Tol’chuk swallowed some hard lump in his throat. “They came in the form of demon rats. Their eyes shone with some sick inner fire.”
“Bloodfire,” Elena said and ignored the others’ stares. She nodded for Tol’chuk to continue as her fingers soothed the small rat.
“Their eyes drew me into them . . . into a world of pain and despair. I could not resist. I became lost and could not find my way back. I weakened with their song of screams and hopelessness. I tried to resist with the Heart, but it was dead, just a lump of stone in my fist.”
“No,” Mycelle said. “The magick was protecting itself. What you describe I have heard before. There is a form of ill’guard black magick that feeds on one’s life force. In this case, the demon rats sapped your spirit with their despairs—a most potent magick. And with the Heart storing the spirits of your dead, the ill’guard could have drawn off even these last stray bits of life force . . . stealing your ancestors away forever.”
Tol’chuk’s eyes widened with her words.
“So to protect itself, the spirits and their power fled into another vessel, something blocked from the spell-cast eyes of the ill’guard.” Mycelle nodded toward the rat in Elena’s arms. “It st
ayed there until it could return to you and share its energies to revive you.”
No one said anything for several heartbeats.
Finally, Er’ril broke the silence. “But what of Kral and Fardale?” he asked. “Could the stone cure them, too?”
Mycelle stepped back and waved Tol’chuk toward the other two beds. “Let’s find out.”
LORD TORWREN CROUCHED lower in the mud, listening. He heard the scrape of stone from one of the many tunnels that burrowed out from the cellar region of the tower. The Pack had returned. He reached and grasped the ebon’stone sphere. Pushing a fragment of his spirit into the stone, he ignited the well of bloodfire within. Tiny flames began to skate over its surface, and the room brightened with its sick fire.
Near his feet, the pale forms of Mycof and Ryman lay sprawled in the mud. Their naked skin ran bloody with the light of the flames. They were twin shells, empty now, that awaited the return of their creations.
A scrape again sounded from a nearby tunnel.
The d’warf lord raised his eyes.
Through the dark eye of a tunnel opening, the beast shambled into the cellar. Red eyes shone with baleful flames, while oiled black fur reflected the bloodfire of the talisman. A scattering of heavy bats flew in behind the creature to settle into the mud. Wings retracted, and the bats became rats again. One scurried over to offer its prize to its master. Torwren ignored the severed finger dropped at his lap. His eyes were fixed on the burden carried under a thick arm of the monstrous beast.

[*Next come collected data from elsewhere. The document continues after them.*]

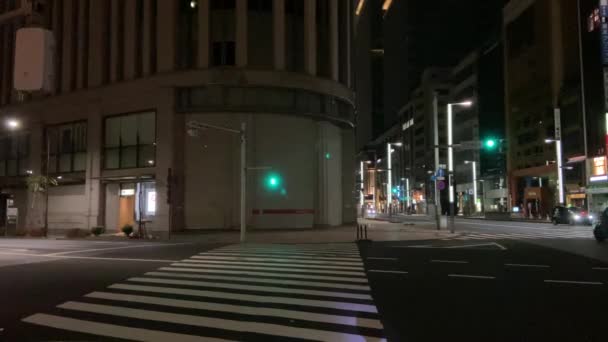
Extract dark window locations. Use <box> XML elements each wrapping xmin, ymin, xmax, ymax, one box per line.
<box><xmin>70</xmin><ymin>0</ymin><xmax>78</xmax><ymax>90</ymax></box>
<box><xmin>507</xmin><ymin>4</ymin><xmax>535</xmax><ymax>58</ymax></box>
<box><xmin>177</xmin><ymin>0</ymin><xmax>198</xmax><ymax>69</ymax></box>
<box><xmin>150</xmin><ymin>0</ymin><xmax>157</xmax><ymax>74</ymax></box>
<box><xmin>211</xmin><ymin>0</ymin><xmax>235</xmax><ymax>10</ymax></box>
<box><xmin>212</xmin><ymin>41</ymin><xmax>236</xmax><ymax>66</ymax></box>
<box><xmin>247</xmin><ymin>0</ymin><xmax>273</xmax><ymax>68</ymax></box>
<box><xmin>135</xmin><ymin>0</ymin><xmax>144</xmax><ymax>77</ymax></box>
<box><xmin>316</xmin><ymin>0</ymin><xmax>330</xmax><ymax>77</ymax></box>
<box><xmin>82</xmin><ymin>0</ymin><xmax>90</xmax><ymax>87</ymax></box>
<box><xmin>116</xmin><ymin>0</ymin><xmax>125</xmax><ymax>81</ymax></box>
<box><xmin>104</xmin><ymin>112</ymin><xmax>156</xmax><ymax>170</ymax></box>
<box><xmin>46</xmin><ymin>122</ymin><xmax>87</xmax><ymax>174</ymax></box>
<box><xmin>102</xmin><ymin>0</ymin><xmax>111</xmax><ymax>83</ymax></box>
<box><xmin>0</xmin><ymin>133</ymin><xmax>30</xmax><ymax>176</ymax></box>
<box><xmin>285</xmin><ymin>0</ymin><xmax>304</xmax><ymax>72</ymax></box>
<box><xmin>248</xmin><ymin>0</ymin><xmax>271</xmax><ymax>11</ymax></box>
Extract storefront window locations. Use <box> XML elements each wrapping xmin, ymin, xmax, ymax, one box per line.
<box><xmin>104</xmin><ymin>112</ymin><xmax>156</xmax><ymax>169</ymax></box>
<box><xmin>47</xmin><ymin>121</ymin><xmax>87</xmax><ymax>174</ymax></box>
<box><xmin>593</xmin><ymin>156</ymin><xmax>606</xmax><ymax>176</ymax></box>
<box><xmin>0</xmin><ymin>133</ymin><xmax>30</xmax><ymax>176</ymax></box>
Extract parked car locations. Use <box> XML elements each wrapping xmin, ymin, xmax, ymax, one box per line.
<box><xmin>552</xmin><ymin>206</ymin><xmax>594</xmax><ymax>225</ymax></box>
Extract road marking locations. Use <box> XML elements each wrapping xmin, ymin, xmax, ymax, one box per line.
<box><xmin>446</xmin><ymin>242</ymin><xmax>507</xmax><ymax>250</ymax></box>
<box><xmin>22</xmin><ymin>313</ymin><xmax>230</xmax><ymax>342</ymax></box>
<box><xmin>0</xmin><ymin>251</ymin><xmax>178</xmax><ymax>263</ymax></box>
<box><xmin>544</xmin><ymin>280</ymin><xmax>603</xmax><ymax>285</ymax></box>
<box><xmin>145</xmin><ymin>271</ymin><xmax>371</xmax><ymax>290</ymax></box>
<box><xmin>192</xmin><ymin>255</ymin><xmax>363</xmax><ymax>266</ymax></box>
<box><xmin>430</xmin><ymin>260</ymin><xmax>469</xmax><ymax>264</ymax></box>
<box><xmin>109</xmin><ymin>284</ymin><xmax>379</xmax><ymax>313</ymax></box>
<box><xmin>127</xmin><ymin>277</ymin><xmax>373</xmax><ymax>300</ymax></box>
<box><xmin>86</xmin><ymin>292</ymin><xmax>383</xmax><ymax>329</ymax></box>
<box><xmin>367</xmin><ymin>270</ymin><xmax>408</xmax><ymax>275</ymax></box>
<box><xmin>43</xmin><ymin>242</ymin><xmax>192</xmax><ymax>256</ymax></box>
<box><xmin>592</xmin><ymin>267</ymin><xmax>608</xmax><ymax>271</ymax></box>
<box><xmin>180</xmin><ymin>259</ymin><xmax>364</xmax><ymax>271</ymax></box>
<box><xmin>159</xmin><ymin>267</ymin><xmax>369</xmax><ymax>283</ymax></box>
<box><xmin>505</xmin><ymin>263</ymin><xmax>550</xmax><ymax>268</ymax></box>
<box><xmin>58</xmin><ymin>301</ymin><xmax>385</xmax><ymax>342</ymax></box>
<box><xmin>215</xmin><ymin>249</ymin><xmax>360</xmax><ymax>256</ymax></box>
<box><xmin>204</xmin><ymin>252</ymin><xmax>360</xmax><ymax>261</ymax></box>
<box><xmin>366</xmin><ymin>257</ymin><xmax>397</xmax><ymax>261</ymax></box>
<box><xmin>170</xmin><ymin>262</ymin><xmax>366</xmax><ymax>276</ymax></box>
<box><xmin>448</xmin><ymin>274</ymin><xmax>495</xmax><ymax>280</ymax></box>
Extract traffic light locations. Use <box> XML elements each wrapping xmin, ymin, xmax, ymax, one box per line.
<box><xmin>264</xmin><ymin>172</ymin><xmax>282</xmax><ymax>192</ymax></box>
<box><xmin>483</xmin><ymin>138</ymin><xmax>497</xmax><ymax>150</ymax></box>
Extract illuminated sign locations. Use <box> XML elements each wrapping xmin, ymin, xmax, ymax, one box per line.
<box><xmin>593</xmin><ymin>156</ymin><xmax>607</xmax><ymax>176</ymax></box>
<box><xmin>590</xmin><ymin>175</ymin><xmax>608</xmax><ymax>182</ymax></box>
<box><xmin>120</xmin><ymin>189</ymin><xmax>135</xmax><ymax>196</ymax></box>
<box><xmin>147</xmin><ymin>191</ymin><xmax>157</xmax><ymax>214</ymax></box>
<box><xmin>402</xmin><ymin>118</ymin><xmax>414</xmax><ymax>131</ymax></box>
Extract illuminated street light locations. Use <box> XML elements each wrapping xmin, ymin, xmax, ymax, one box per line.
<box><xmin>6</xmin><ymin>119</ymin><xmax>19</xmax><ymax>129</ymax></box>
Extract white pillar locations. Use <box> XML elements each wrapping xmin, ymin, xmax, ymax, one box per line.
<box><xmin>329</xmin><ymin>0</ymin><xmax>339</xmax><ymax>81</ymax></box>
<box><xmin>236</xmin><ymin>0</ymin><xmax>248</xmax><ymax>67</ymax></box>
<box><xmin>555</xmin><ymin>108</ymin><xmax>564</xmax><ymax>205</ymax></box>
<box><xmin>198</xmin><ymin>0</ymin><xmax>210</xmax><ymax>68</ymax></box>
<box><xmin>387</xmin><ymin>143</ymin><xmax>392</xmax><ymax>209</ymax></box>
<box><xmin>304</xmin><ymin>0</ymin><xmax>317</xmax><ymax>75</ymax></box>
<box><xmin>273</xmin><ymin>0</ymin><xmax>285</xmax><ymax>70</ymax></box>
<box><xmin>472</xmin><ymin>161</ymin><xmax>477</xmax><ymax>212</ymax></box>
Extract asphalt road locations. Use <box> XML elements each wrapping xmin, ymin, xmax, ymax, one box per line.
<box><xmin>360</xmin><ymin>238</ymin><xmax>608</xmax><ymax>342</ymax></box>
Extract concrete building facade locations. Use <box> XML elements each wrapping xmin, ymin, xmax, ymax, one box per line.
<box><xmin>0</xmin><ymin>0</ymin><xmax>356</xmax><ymax>236</ymax></box>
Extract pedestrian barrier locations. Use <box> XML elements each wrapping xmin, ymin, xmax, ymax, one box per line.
<box><xmin>356</xmin><ymin>224</ymin><xmax>371</xmax><ymax>242</ymax></box>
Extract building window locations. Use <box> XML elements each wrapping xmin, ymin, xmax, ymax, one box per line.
<box><xmin>47</xmin><ymin>121</ymin><xmax>87</xmax><ymax>174</ymax></box>
<box><xmin>212</xmin><ymin>41</ymin><xmax>236</xmax><ymax>66</ymax></box>
<box><xmin>0</xmin><ymin>133</ymin><xmax>30</xmax><ymax>176</ymax></box>
<box><xmin>104</xmin><ymin>112</ymin><xmax>156</xmax><ymax>169</ymax></box>
<box><xmin>247</xmin><ymin>0</ymin><xmax>273</xmax><ymax>68</ymax></box>
<box><xmin>177</xmin><ymin>0</ymin><xmax>198</xmax><ymax>69</ymax></box>
<box><xmin>285</xmin><ymin>0</ymin><xmax>304</xmax><ymax>72</ymax></box>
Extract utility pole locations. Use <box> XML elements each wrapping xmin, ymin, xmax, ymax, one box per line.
<box><xmin>432</xmin><ymin>92</ymin><xmax>441</xmax><ymax>230</ymax></box>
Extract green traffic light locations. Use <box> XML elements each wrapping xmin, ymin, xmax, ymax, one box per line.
<box><xmin>484</xmin><ymin>139</ymin><xmax>497</xmax><ymax>149</ymax></box>
<box><xmin>264</xmin><ymin>173</ymin><xmax>282</xmax><ymax>191</ymax></box>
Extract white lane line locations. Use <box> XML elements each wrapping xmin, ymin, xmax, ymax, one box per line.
<box><xmin>448</xmin><ymin>274</ymin><xmax>495</xmax><ymax>280</ymax></box>
<box><xmin>181</xmin><ymin>259</ymin><xmax>364</xmax><ymax>271</ymax></box>
<box><xmin>159</xmin><ymin>267</ymin><xmax>369</xmax><ymax>284</ymax></box>
<box><xmin>544</xmin><ymin>280</ymin><xmax>603</xmax><ymax>285</ymax></box>
<box><xmin>430</xmin><ymin>260</ymin><xmax>469</xmax><ymax>264</ymax></box>
<box><xmin>446</xmin><ymin>242</ymin><xmax>507</xmax><ymax>250</ymax></box>
<box><xmin>367</xmin><ymin>270</ymin><xmax>408</xmax><ymax>275</ymax></box>
<box><xmin>22</xmin><ymin>313</ymin><xmax>229</xmax><ymax>342</ymax></box>
<box><xmin>58</xmin><ymin>301</ymin><xmax>385</xmax><ymax>342</ymax></box>
<box><xmin>109</xmin><ymin>284</ymin><xmax>379</xmax><ymax>313</ymax></box>
<box><xmin>505</xmin><ymin>263</ymin><xmax>550</xmax><ymax>268</ymax></box>
<box><xmin>192</xmin><ymin>255</ymin><xmax>363</xmax><ymax>266</ymax></box>
<box><xmin>43</xmin><ymin>243</ymin><xmax>191</xmax><ymax>256</ymax></box>
<box><xmin>170</xmin><ymin>263</ymin><xmax>366</xmax><ymax>276</ymax></box>
<box><xmin>592</xmin><ymin>267</ymin><xmax>608</xmax><ymax>271</ymax></box>
<box><xmin>203</xmin><ymin>252</ymin><xmax>360</xmax><ymax>261</ymax></box>
<box><xmin>366</xmin><ymin>257</ymin><xmax>397</xmax><ymax>261</ymax></box>
<box><xmin>215</xmin><ymin>249</ymin><xmax>360</xmax><ymax>256</ymax></box>
<box><xmin>0</xmin><ymin>251</ymin><xmax>177</xmax><ymax>263</ymax></box>
<box><xmin>128</xmin><ymin>277</ymin><xmax>372</xmax><ymax>300</ymax></box>
<box><xmin>86</xmin><ymin>292</ymin><xmax>383</xmax><ymax>330</ymax></box>
<box><xmin>145</xmin><ymin>272</ymin><xmax>371</xmax><ymax>291</ymax></box>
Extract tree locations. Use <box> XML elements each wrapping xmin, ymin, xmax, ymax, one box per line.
<box><xmin>25</xmin><ymin>175</ymin><xmax>58</xmax><ymax>236</ymax></box>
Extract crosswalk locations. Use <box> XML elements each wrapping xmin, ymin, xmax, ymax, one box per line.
<box><xmin>448</xmin><ymin>228</ymin><xmax>594</xmax><ymax>241</ymax></box>
<box><xmin>21</xmin><ymin>243</ymin><xmax>385</xmax><ymax>341</ymax></box>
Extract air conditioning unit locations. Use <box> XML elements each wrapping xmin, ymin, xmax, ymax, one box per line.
<box><xmin>13</xmin><ymin>27</ymin><xmax>55</xmax><ymax>93</ymax></box>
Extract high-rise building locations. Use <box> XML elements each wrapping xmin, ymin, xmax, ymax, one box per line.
<box><xmin>0</xmin><ymin>0</ymin><xmax>356</xmax><ymax>236</ymax></box>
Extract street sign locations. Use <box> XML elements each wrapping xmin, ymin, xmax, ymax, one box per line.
<box><xmin>437</xmin><ymin>180</ymin><xmax>446</xmax><ymax>190</ymax></box>
<box><xmin>460</xmin><ymin>140</ymin><xmax>480</xmax><ymax>150</ymax></box>
<box><xmin>468</xmin><ymin>189</ymin><xmax>474</xmax><ymax>195</ymax></box>
<box><xmin>436</xmin><ymin>176</ymin><xmax>445</xmax><ymax>181</ymax></box>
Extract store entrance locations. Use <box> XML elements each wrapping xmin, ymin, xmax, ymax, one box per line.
<box><xmin>105</xmin><ymin>181</ymin><xmax>157</xmax><ymax>233</ymax></box>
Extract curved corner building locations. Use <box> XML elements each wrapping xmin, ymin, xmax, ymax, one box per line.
<box><xmin>0</xmin><ymin>0</ymin><xmax>356</xmax><ymax>237</ymax></box>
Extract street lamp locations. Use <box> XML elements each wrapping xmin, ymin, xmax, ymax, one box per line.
<box><xmin>6</xmin><ymin>119</ymin><xmax>19</xmax><ymax>129</ymax></box>
<box><xmin>464</xmin><ymin>160</ymin><xmax>477</xmax><ymax>214</ymax></box>
<box><xmin>447</xmin><ymin>100</ymin><xmax>474</xmax><ymax>233</ymax></box>
<box><xmin>387</xmin><ymin>141</ymin><xmax>402</xmax><ymax>215</ymax></box>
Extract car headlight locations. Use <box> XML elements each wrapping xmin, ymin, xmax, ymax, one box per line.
<box><xmin>589</xmin><ymin>215</ymin><xmax>594</xmax><ymax>220</ymax></box>
<box><xmin>574</xmin><ymin>215</ymin><xmax>581</xmax><ymax>220</ymax></box>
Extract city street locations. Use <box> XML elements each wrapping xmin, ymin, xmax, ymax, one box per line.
<box><xmin>0</xmin><ymin>221</ymin><xmax>607</xmax><ymax>341</ymax></box>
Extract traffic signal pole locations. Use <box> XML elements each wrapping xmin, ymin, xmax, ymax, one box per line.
<box><xmin>432</xmin><ymin>92</ymin><xmax>441</xmax><ymax>230</ymax></box>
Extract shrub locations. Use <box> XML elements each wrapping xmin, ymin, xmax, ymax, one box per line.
<box><xmin>91</xmin><ymin>226</ymin><xmax>105</xmax><ymax>236</ymax></box>
<box><xmin>121</xmin><ymin>224</ymin><xmax>134</xmax><ymax>236</ymax></box>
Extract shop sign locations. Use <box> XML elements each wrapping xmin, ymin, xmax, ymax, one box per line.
<box><xmin>593</xmin><ymin>156</ymin><xmax>607</xmax><ymax>176</ymax></box>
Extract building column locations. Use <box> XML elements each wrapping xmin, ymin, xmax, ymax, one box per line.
<box><xmin>61</xmin><ymin>0</ymin><xmax>73</xmax><ymax>92</ymax></box>
<box><xmin>110</xmin><ymin>0</ymin><xmax>120</xmax><ymax>82</ymax></box>
<box><xmin>236</xmin><ymin>0</ymin><xmax>248</xmax><ymax>67</ymax></box>
<box><xmin>197</xmin><ymin>0</ymin><xmax>210</xmax><ymax>68</ymax></box>
<box><xmin>87</xmin><ymin>0</ymin><xmax>104</xmax><ymax>87</ymax></box>
<box><xmin>346</xmin><ymin>0</ymin><xmax>352</xmax><ymax>87</ymax></box>
<box><xmin>273</xmin><ymin>0</ymin><xmax>285</xmax><ymax>70</ymax></box>
<box><xmin>142</xmin><ymin>0</ymin><xmax>153</xmax><ymax>75</ymax></box>
<box><xmin>157</xmin><ymin>0</ymin><xmax>176</xmax><ymax>72</ymax></box>
<box><xmin>123</xmin><ymin>0</ymin><xmax>136</xmax><ymax>80</ymax></box>
<box><xmin>304</xmin><ymin>0</ymin><xmax>317</xmax><ymax>75</ymax></box>
<box><xmin>329</xmin><ymin>0</ymin><xmax>339</xmax><ymax>81</ymax></box>
<box><xmin>316</xmin><ymin>121</ymin><xmax>342</xmax><ymax>226</ymax></box>
<box><xmin>76</xmin><ymin>0</ymin><xmax>86</xmax><ymax>88</ymax></box>
<box><xmin>86</xmin><ymin>107</ymin><xmax>103</xmax><ymax>228</ymax></box>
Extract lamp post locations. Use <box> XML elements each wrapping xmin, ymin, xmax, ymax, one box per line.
<box><xmin>387</xmin><ymin>142</ymin><xmax>402</xmax><ymax>216</ymax></box>
<box><xmin>447</xmin><ymin>101</ymin><xmax>473</xmax><ymax>233</ymax></box>
<box><xmin>464</xmin><ymin>160</ymin><xmax>477</xmax><ymax>214</ymax></box>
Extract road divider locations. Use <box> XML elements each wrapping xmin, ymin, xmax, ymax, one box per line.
<box><xmin>448</xmin><ymin>274</ymin><xmax>495</xmax><ymax>280</ymax></box>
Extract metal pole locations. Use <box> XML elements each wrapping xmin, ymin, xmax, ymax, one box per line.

The captive was a wraith of a man, all limb and neck. Silver hair, tied in a braid, dragged in the mud as the demon beast lumbered into the room. The magick in the prisoner struck his senses like a wash of icy water. Over the many centuries he had served as a seeker for the Dark Lord, he had never come upon one so rich in elemental fire.
Torwren sniffed at the dank air. He smelled ocean breezes and the scent of winter storms. An elemental of wind and air! He had never chanced upon one skilled in this element. He wondered how the black magick of the ebon’stone would twist this unique power. What manner of ill’guard would arise from this man?